HIP icon indicating copy to clipboard operation
HIP copied to clipboard

Low bandwidth for a data conversion program in HIP on an AMD GPU

Open zjin-lcf opened this issue 3 years ago • 4 comments
trafficstars

Running a SYCL program on an NVIDIA GPU and an AMD GPU shows that the bandwidth is significantly low on an AMD GPU. Hence, the issue was initially posted (https://github.com/intel/llvm/issues/7195).

After converting the program from SYCL to HIP (https://github.com/zjin-lcf/HeCBench/tree/master/conversion-hip), I find that the bandwidth of the HIP program seems similar to that of the SYCL program. If the HIP program using hipMallocManaged() is not written properly, please let me know. Thanks.

zjin-lcf avatar Oct 31 '22 11:10 zjin-lcf

@zjin-lcf Hi, were you able to resolve this issue on the latest HIP? If so can we close this ticket?
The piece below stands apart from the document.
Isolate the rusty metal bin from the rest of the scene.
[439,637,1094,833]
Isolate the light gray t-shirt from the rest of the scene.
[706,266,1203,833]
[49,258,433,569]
abhimeda avatar Feb 07 '24 19:02 abhimeda

No. Thanks.

zjin-lcf avatar Feb 07 '24 19:02 zjin-lcf

@zjin-lcf An internal ticket has been opened to help resolve this issue. Could we have your OS, GPU, CPU versions?

abhimeda avatar Feb 08 '24 16:02 abhimeda

Ubuntu 22.04, MI100, AMD EPYC 7272 processor

zjin-lcf avatar Feb 08 '24 17:02 zjin-lcf

@zjin-lcf : The HIP reproducer mentioned in your initial post is no longer available. Can you please link to a simple HIP reproducer so that we can understand the issue.

mangupta avatar May 31 '24 14:05 mangupta

Sorry. The link is updated.

zjin-lcf avatar May 31 '24 17:05 zjin-lcf

@zjin-lcf : Thanks for the updated link. I see that you are using hipMallocManaged without using any prefetch hints in your example. Can you share the output of rocminfo | grep amdgcn? Also can you please set the environment variable AMD_LOG_LEVEL=4, rerun the reproducer and share the generated output trace? In the reproducer, I see that you the source and destination buffers are allocated using hipMallocManaged, but not populated using any data. Probably because this is a synthetic test. In that case, can you see what happens if you replace hipMallocManaged with hipMalloc instead?

mangupta avatar Jun 05 '24 05:06 mangupta

amdgcn-amd-amdhsa--gfx908:sramecc+:xnack-

After the replacement, I observe significant BW increase.

I replaced MallocManaged with Malloc in the GPU programs in the repository. I think the programs are supposed to measure the conversion time only.

It seems that the impact of cudaMallocManaged on the execution time of the CUDA program is small. Thanks for your comments/suggestions.

zjin-lcf avatar Jun 05 '24 15:06 zjin-lcf

@zjin-lcf : "amdgcn-amd-amdhsa--gfx908:sramecc+:xnack-" does not support managed memory. HIP runtime will fallback to allocating system memory that is made visible to all devices instead to keep the code functional. That is why you are seeing reduced performance and see better performance when using hipMalloc instead.

mangupta avatar Jun 05 '24 15:06 mangupta

Ok. Is there a link that explains the difference between managed memory and system memory ?

zjin-lcf avatar Jun 05 '24 17:06 zjin-lcf

system memory = host memory. It is the same as memory allocated using hipHostMalloc.

mangupta avatar Jun 06 '24 04:06 mangupta